| Miss. | Apr 15, 1877

Simrall, C. J.,

delivered tbe opinion of the court.

Stephen Greer, Bandolph Barnes, Henry Crosby and Willis Marshall were jointly indicted for the murder of Patrick Neville. Greer and Barnes made application by motion for separate trials. Their motion was overruled. Thereupon they were tried together, found guilty and sentenced to death. The only question necessary to be considered on this writ of error is, whether the ruling of the circuit judge on this motion was correct.

Ordinarily the Appellate Court will not review the exercise of judicial power which rests in discretion, but will presume that the action of the court of original jurisdiction was right. It will not intervene, unless there has been a manifest abuse of the power, resulting in prejudice and injustice to the defendants. If it is made to appear that the defences will antagonize with each other, or that testimony will be offered on the trial competent only against one, but incompetent as to the other, which may prejudice the minds of the jury against the latter, these are considerations addressed to the circuit judge, to be weighed in coming to a conclusion. We are not called upon to determine in what stress of circumstances the corrective will be applied by an Appellate Court, where the discretion resides in the court of original jurisdiction ; for in this State the subject is regulated by positive law.

On Dec. 19,1861, an act was passed, entitled “ An Act to amend the law of evidence in criminal cases.” Acts 1861-62, p. 133. The first clause of the first section is to this effect: That “ when two or more persons are joined in one indictment, the court shall on application grant a severance, and permit them to be tried separately.” This statute was repealed on May 13, 1871, the repealing act taking effect immediately. Pamphlet Acts, 1871, pp. 87, 88.

In 1870 the legislature passed an act to provide for the appointment of a commission to codify the General Statutes of *380the State. Under that law commissioners were selected, who reported the project of the Code to the legislature of 1871. That legislature adopted a code, which went into effect on Oct. 1, 1871. On May 12, 1871, an act was passed which directed the governor forthwith to appoint one of the commissioners “ to superintend the printing and binding of this code, and to carefully read all the proof-sheets, and prepare a suitable index to the volume.” The code now in use was printed under that law. The 8th and 9th sections of the act last referred to provide that this revision, after Oct. 1, 1871, shall constitute the statutory laws of a general nature on all the subjects therein revised and consolidated; but that until then the Code of 1857, and the subsequent amendments thereto, including the laws passed by the legislature which met on the first Tuesday in January, 1871, should continue in force.

The effect of these sections was to abolish and repeal all the statutes of a general nature whose subjects were revised and consolidated, so that we might have a full, complete and harmonious body of positive laws thereafter. The repeal of the act of 1861 by the statute of May 13, 1871, restored the common law on the subject of severance, which remained the rule until the code of that year went into force, on October 1.

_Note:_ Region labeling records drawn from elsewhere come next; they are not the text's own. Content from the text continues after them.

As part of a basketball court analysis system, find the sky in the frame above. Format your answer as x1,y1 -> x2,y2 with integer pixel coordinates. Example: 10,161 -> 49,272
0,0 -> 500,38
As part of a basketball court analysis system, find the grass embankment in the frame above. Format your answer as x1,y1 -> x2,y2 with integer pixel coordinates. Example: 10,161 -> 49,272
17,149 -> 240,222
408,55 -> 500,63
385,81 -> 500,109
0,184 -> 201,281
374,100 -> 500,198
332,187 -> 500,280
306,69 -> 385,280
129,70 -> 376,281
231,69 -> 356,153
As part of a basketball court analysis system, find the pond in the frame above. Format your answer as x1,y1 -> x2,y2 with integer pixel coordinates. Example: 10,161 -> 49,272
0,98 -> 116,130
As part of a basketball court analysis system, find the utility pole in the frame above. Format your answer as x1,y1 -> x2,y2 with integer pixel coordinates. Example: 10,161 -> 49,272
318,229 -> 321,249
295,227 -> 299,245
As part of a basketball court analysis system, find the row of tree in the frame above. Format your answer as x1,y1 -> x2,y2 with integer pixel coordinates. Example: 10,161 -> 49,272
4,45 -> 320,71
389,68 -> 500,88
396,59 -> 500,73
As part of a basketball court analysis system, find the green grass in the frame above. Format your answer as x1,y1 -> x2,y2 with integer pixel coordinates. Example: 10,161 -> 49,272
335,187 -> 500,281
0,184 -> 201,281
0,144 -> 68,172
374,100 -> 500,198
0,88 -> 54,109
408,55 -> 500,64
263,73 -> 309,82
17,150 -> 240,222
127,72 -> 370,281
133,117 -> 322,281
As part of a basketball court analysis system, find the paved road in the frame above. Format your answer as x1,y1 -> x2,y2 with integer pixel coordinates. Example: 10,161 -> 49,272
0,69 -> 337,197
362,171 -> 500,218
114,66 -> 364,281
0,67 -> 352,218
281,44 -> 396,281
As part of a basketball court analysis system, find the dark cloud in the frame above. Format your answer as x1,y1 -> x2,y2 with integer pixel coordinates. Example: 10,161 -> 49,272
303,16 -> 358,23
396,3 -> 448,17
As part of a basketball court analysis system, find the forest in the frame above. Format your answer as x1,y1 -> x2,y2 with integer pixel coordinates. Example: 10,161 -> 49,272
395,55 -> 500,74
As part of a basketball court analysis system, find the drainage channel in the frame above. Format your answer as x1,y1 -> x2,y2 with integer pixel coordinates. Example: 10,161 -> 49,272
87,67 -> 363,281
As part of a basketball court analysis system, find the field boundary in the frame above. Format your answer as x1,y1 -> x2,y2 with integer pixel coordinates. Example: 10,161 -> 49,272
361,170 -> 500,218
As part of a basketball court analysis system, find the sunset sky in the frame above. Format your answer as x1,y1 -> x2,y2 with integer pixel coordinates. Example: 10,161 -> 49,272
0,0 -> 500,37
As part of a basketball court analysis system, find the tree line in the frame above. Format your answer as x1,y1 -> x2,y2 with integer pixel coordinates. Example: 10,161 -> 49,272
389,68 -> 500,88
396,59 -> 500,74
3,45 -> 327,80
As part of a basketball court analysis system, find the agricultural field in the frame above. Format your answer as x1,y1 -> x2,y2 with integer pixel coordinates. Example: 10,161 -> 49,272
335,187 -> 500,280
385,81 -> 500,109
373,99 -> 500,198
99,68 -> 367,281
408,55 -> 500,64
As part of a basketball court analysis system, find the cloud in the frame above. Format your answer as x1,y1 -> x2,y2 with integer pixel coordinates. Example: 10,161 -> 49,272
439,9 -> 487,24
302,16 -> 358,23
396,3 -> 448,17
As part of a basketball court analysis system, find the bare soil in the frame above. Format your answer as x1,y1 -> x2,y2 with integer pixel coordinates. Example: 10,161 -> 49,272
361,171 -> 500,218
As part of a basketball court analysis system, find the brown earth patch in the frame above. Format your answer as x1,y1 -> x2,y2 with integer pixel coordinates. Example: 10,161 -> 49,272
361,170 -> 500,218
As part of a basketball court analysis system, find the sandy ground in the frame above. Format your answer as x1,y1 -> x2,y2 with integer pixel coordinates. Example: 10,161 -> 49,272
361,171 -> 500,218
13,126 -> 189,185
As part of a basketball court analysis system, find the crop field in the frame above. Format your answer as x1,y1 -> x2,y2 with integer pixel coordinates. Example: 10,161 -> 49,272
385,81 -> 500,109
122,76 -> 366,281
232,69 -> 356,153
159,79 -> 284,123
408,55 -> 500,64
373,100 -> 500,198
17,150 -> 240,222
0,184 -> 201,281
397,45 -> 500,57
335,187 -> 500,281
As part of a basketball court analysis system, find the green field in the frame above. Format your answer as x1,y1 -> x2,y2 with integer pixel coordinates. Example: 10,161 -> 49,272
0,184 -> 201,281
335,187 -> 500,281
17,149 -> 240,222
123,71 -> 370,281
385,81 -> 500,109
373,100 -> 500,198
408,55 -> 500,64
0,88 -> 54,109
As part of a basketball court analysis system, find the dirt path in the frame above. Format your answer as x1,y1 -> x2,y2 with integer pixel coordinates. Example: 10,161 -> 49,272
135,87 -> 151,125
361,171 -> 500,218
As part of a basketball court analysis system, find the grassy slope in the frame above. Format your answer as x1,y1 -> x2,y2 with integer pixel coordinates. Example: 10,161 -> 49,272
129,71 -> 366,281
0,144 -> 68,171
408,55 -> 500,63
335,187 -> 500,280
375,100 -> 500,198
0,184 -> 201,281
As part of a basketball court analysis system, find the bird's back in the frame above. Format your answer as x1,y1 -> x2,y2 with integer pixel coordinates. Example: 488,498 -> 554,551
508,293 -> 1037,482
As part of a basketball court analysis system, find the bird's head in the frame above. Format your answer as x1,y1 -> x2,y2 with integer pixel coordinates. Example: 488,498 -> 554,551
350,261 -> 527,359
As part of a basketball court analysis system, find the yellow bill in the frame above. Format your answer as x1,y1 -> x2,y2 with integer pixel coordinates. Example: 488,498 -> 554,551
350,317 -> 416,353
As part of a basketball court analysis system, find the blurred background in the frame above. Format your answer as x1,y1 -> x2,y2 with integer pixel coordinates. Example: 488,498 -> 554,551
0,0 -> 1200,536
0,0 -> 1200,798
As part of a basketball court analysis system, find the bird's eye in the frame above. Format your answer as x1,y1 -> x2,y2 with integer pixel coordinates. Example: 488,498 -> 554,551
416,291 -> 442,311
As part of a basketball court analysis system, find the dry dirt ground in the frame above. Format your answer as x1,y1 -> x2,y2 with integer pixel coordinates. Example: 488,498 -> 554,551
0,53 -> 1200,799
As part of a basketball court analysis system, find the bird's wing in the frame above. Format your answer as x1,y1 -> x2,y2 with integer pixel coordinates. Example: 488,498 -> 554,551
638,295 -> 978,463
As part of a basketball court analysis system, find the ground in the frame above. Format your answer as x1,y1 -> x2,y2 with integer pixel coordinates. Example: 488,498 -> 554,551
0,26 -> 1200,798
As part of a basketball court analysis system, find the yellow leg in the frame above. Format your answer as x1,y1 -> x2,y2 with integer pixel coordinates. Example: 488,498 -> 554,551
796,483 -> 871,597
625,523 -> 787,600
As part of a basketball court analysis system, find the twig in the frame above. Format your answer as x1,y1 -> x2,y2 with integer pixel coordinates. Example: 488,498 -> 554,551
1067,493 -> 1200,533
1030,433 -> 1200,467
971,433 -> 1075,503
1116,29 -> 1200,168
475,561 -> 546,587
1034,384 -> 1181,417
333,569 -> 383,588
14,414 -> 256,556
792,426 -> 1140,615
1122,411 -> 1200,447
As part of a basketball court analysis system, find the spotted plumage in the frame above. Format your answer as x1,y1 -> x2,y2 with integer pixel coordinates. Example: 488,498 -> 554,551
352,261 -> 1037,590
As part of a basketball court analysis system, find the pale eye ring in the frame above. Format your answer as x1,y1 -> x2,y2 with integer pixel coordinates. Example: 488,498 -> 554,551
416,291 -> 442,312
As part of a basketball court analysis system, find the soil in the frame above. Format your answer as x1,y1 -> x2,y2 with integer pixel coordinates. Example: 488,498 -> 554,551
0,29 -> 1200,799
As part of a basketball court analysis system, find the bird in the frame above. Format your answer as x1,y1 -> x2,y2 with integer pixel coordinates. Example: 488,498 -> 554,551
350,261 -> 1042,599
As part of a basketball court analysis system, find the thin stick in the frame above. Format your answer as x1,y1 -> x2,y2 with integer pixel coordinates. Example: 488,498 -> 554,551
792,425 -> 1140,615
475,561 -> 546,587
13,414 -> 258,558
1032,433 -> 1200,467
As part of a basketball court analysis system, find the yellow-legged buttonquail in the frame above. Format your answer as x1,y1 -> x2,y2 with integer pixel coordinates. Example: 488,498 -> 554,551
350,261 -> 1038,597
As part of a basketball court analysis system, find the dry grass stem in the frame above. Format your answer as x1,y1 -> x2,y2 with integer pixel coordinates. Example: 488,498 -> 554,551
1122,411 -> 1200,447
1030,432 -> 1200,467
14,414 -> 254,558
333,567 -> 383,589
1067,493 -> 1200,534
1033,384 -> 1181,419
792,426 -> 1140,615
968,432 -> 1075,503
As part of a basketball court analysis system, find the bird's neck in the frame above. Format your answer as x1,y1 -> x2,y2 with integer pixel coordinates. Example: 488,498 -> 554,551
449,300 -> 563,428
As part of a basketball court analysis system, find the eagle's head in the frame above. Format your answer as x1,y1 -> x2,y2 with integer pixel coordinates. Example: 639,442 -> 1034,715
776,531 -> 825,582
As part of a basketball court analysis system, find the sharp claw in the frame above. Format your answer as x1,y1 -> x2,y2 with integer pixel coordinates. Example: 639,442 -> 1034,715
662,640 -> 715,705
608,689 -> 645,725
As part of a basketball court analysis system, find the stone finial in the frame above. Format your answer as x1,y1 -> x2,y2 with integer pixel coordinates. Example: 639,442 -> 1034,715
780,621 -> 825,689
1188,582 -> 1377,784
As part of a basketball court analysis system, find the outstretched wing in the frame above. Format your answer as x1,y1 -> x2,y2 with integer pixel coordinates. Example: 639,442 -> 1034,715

By some oversight in the publication of the Code, sect. 33 of the act regulating criminal procedure was omitted; or it may be possible that the commissioner charged with the duty of supervising the publication was of opinion that the repealing act of May 13, 1871, abolished that section of the Code. The 33d section of article 13, of the 21st chapter of the Code, entitled “ An Act in relation to criminal procedure,” approved May 13, but which did not go into force until Oct. 1,1871, is as follows: “ When two or more persons are joined in one indictment, for any offence, the court shall on application grant a severance, and permit them to be tried separately.” What the common law regarded as a privilege, to be granted or not at the pleasure of the court, is, by this positive enactment, converted into a right, which the court cannot refuse.

The guilt of the accused cannot be said to have been legally ascertained; nor can judgment awarding punishment be rightly imposed, unless the proceedings and trial have been conducted *381according to forms prescribed by customary or positive law. These formulas have been sanctioned by long experience as approved methods to protect the innocent, and assure reasonable certainty that a conviction was right and true. When the statute confers a right to a separate trial, not merely has the method of trial been violated, but the defendant has been deprived of a substantive right, when a severance has been refused.

The effect of the 33d section of the act regulating criminal procedure, adopted by the legislature, as evidenced by the enrolled bill deposited in the office of the secretary of state, was to re-enact the substance of the act of 1861, above quoted, and to make it operative as part of the statute law on and after Oct. 1, 1871; for, as we have seen, on that day the Code superseded all prior statutes, the subjects of which were revised and consolidated. It is hardly worth while to observe that the omission to embody in the printed Code the section quoted from the original bill in the secretary of state’s office does not affect its validity as law. The highest and most conclusive evidence of a statute is the enrolled bill, attested by the presiding officers of the two houses, approved by the governor, and in the office of the proper custodian of these records. The omission from the printed Code may have been the result of accident, or it may have been supposed by the commissioner who supervised the publication that it was not law, because the legislature of 1871 specially repealed the act of 1861. Be that as it may, we are all of opinion that it is in force as part of our statute law.

It is proper to remark, that it is quite evident the circuit judge was not aware that the printed Code was not a faithful copy of the original bills enacted by the legislature. The omission indicated was not disclosed publicly until the consideration of this case in this court. We suppose that the circuit judges generally have disposed of the question of severance since 1871 according to the rules of the common law, not being aware of the existence of the statute referred to.

Judgment reversed and cause remanded.